Starting from:

$30

POLS6481- Week 3 Constructing Multivariate Linear Models Using Variances and Covariances Solved

The objectives are to practice constructing multivariate linear models using variances and covariances, to examine omitted variable bias, and to introduce the quantities that go into calculating standard errors.

 

II. Datasets:     caschool.dta 

 

III. Packages:   foreign, car, Hmisc

 

IV. Preparation

1)     Open RStudio by double-clicking the icon or selecting RStudio from the Windows Start menu.

2)     Open the project from the Projects menu

3)     Pull from Github for any updates

4)     Navigate in the lower right file area to the Lab 3 section

5)     Open the R script by typing Ctrl+O or by clicking on File in the upper-left corner, using the dropdown menu, and navigating to the script in your working directory.

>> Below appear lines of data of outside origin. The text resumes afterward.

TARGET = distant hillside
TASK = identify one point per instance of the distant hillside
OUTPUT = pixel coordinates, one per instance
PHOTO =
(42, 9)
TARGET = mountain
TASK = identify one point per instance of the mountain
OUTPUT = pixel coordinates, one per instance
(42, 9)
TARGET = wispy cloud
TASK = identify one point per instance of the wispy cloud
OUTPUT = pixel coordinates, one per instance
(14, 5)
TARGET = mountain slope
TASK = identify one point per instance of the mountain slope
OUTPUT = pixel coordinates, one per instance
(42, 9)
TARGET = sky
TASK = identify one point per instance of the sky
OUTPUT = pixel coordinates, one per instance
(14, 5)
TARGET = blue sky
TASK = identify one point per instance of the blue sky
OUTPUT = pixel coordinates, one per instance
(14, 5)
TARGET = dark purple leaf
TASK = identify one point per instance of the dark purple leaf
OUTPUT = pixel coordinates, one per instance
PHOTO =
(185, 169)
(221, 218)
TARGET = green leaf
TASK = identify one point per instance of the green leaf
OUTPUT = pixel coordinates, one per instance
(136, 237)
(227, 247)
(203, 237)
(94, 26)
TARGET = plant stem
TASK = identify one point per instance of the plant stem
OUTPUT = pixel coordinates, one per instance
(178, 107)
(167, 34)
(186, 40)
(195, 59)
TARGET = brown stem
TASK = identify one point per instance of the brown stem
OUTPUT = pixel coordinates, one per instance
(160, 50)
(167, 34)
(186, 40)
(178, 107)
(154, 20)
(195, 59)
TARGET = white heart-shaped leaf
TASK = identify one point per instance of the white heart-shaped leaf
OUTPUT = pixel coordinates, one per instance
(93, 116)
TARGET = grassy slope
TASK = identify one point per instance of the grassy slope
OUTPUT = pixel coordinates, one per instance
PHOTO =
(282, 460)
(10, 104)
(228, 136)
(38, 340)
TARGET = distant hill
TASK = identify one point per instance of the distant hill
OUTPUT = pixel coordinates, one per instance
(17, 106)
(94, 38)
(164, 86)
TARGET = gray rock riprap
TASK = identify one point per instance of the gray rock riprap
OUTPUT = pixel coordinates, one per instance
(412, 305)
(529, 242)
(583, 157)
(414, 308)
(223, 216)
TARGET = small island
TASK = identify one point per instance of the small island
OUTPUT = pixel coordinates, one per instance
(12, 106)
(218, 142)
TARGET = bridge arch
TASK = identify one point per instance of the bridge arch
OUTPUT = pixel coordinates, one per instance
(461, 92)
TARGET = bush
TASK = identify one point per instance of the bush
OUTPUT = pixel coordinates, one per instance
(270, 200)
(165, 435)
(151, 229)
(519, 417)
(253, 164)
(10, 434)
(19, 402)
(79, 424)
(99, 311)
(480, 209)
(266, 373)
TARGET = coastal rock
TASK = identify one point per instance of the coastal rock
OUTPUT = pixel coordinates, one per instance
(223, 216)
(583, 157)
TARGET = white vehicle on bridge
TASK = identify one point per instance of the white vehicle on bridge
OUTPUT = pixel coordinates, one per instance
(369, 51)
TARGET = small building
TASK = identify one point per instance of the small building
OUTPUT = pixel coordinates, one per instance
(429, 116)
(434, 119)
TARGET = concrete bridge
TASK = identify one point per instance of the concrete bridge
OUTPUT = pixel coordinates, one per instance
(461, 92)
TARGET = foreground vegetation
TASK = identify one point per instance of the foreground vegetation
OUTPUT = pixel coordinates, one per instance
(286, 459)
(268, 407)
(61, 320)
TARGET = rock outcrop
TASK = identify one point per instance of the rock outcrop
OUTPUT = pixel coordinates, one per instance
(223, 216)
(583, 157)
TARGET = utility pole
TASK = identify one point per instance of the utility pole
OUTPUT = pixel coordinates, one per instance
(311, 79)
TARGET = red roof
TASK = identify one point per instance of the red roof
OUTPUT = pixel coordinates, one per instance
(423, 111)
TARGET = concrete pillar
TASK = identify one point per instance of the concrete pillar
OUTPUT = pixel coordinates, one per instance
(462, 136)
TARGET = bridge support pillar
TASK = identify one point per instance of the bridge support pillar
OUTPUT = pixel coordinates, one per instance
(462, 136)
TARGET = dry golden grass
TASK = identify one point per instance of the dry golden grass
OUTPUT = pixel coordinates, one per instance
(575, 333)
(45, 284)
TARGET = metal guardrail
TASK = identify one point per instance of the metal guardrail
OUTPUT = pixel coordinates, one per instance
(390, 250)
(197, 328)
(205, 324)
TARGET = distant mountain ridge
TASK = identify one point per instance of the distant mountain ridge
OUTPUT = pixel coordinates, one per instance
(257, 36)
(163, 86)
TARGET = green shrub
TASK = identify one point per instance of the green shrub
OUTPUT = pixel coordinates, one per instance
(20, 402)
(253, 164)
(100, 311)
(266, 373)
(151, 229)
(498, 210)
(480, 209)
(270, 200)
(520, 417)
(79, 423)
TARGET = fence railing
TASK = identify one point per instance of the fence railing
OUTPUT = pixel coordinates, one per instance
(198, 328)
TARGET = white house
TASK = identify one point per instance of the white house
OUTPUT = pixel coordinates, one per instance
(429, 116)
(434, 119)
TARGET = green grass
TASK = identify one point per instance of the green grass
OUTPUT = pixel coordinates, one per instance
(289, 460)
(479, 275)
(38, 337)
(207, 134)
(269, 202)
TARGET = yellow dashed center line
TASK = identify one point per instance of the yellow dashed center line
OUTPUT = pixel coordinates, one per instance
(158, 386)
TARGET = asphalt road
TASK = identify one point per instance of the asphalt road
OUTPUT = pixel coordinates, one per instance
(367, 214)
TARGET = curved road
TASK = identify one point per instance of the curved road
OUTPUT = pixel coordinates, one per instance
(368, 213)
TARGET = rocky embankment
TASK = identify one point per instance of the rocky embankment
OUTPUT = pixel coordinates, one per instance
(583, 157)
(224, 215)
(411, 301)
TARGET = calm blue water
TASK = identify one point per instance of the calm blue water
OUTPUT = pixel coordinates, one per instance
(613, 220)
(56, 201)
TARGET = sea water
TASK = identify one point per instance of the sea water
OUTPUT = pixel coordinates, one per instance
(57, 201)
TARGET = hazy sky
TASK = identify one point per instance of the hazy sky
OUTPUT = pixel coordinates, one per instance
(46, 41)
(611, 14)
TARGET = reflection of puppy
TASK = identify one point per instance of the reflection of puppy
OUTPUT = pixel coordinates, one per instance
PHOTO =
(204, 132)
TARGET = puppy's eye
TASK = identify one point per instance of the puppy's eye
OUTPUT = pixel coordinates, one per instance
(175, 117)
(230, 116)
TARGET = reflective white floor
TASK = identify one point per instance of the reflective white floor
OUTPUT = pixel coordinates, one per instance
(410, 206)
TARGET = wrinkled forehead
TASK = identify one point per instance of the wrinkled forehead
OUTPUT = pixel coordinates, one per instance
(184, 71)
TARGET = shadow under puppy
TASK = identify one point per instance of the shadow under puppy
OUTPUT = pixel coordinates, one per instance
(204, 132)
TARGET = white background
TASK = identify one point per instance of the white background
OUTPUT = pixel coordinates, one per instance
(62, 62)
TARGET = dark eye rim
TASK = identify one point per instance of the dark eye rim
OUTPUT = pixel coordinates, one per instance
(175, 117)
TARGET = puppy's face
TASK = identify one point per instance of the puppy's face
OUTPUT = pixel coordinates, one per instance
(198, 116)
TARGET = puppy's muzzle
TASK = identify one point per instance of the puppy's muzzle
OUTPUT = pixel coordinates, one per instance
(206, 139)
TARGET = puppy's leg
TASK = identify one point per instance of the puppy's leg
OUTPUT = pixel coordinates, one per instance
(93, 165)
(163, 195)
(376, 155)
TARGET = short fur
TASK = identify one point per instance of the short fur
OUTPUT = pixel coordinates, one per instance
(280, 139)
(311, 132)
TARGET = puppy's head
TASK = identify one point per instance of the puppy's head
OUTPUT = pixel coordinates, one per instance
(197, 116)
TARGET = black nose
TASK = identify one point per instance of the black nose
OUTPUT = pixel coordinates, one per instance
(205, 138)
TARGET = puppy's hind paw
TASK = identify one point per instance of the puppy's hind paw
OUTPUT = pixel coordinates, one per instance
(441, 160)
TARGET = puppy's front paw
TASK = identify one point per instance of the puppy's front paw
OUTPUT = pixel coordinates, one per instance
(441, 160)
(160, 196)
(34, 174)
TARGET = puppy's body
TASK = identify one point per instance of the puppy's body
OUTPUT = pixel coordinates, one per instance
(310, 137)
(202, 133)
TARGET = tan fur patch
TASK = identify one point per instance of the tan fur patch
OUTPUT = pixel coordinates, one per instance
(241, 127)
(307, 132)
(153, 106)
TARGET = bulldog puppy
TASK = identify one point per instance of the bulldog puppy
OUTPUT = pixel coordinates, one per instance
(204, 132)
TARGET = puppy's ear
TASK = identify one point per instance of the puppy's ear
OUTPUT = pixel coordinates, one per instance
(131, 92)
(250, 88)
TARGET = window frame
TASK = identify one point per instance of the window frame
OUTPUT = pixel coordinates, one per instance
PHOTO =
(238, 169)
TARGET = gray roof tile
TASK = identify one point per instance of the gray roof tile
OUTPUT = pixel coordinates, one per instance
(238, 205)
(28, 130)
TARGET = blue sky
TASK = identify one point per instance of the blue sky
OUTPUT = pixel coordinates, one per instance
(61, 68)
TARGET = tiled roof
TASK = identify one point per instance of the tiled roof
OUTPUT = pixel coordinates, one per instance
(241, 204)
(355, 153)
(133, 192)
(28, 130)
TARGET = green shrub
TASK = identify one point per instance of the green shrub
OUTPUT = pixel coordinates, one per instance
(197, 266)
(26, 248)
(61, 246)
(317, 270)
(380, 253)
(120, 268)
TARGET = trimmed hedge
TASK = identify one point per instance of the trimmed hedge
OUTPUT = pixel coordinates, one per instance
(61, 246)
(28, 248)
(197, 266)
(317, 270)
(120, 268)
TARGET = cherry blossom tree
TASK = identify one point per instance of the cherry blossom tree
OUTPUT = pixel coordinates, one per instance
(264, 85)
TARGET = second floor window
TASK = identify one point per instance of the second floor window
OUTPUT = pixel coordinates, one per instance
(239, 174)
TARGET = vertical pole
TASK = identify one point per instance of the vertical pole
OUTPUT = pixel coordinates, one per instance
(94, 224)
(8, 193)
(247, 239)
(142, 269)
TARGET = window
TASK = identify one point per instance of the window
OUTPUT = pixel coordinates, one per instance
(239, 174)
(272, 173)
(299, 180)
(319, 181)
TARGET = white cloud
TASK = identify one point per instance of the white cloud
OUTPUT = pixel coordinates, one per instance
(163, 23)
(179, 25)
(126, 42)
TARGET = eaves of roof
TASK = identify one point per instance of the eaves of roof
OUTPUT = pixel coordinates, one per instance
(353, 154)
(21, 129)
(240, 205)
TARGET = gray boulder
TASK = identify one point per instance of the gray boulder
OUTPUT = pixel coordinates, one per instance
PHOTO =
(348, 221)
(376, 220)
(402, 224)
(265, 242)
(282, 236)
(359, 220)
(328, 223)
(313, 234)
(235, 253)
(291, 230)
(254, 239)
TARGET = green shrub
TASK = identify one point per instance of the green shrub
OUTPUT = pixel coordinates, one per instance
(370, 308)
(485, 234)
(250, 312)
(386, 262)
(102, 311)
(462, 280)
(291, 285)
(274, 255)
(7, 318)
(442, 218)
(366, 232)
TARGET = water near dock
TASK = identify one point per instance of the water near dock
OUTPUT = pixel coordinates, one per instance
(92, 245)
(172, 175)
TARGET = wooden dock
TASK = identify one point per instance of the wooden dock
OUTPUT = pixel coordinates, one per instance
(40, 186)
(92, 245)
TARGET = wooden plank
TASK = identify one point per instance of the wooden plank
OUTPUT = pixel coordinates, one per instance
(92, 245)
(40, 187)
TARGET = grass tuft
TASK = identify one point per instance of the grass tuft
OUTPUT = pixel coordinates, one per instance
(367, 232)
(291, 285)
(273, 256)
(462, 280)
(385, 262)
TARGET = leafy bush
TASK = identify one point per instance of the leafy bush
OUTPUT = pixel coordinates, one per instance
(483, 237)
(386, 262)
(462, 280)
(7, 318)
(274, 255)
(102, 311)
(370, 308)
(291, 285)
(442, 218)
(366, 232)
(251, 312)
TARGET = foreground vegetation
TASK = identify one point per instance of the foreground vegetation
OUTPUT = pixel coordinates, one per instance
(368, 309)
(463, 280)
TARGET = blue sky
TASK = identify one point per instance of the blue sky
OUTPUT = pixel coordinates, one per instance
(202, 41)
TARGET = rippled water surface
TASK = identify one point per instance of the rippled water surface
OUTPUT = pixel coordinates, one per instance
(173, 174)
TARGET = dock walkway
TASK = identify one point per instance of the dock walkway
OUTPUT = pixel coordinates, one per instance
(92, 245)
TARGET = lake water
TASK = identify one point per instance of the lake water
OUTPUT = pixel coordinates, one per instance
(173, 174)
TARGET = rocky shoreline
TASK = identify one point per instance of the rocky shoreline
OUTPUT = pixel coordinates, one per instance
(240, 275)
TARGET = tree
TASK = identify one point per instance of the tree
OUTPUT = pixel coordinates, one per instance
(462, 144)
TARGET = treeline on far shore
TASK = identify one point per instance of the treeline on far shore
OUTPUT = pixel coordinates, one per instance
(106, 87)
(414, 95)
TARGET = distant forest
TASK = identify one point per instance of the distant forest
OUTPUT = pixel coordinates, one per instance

6)     ) Run lines 1-9  in the R script to load three packages that you will need. If any of these are not already installed, you need to install them using the Packages tab or using the command: 

                                                    i.     install.packages("here") #You can also uncomment #line 2 to accomplish this

                        install.packages("car"); install.packages("Hmisc")

 

 

V. Instructions for Lab 03

 

You will use data on school districts in California to explore the factors that determine test scores. The policy question you might consider is whether the influential factors are policies decided by the school districts or demographic factors that are largely outside the control of districts.

 

Begin by loading the dataset, typing the following line, changing the directory if needed:

                        CAdta<-read.dta("C:/Users/Scott/caschool.dta")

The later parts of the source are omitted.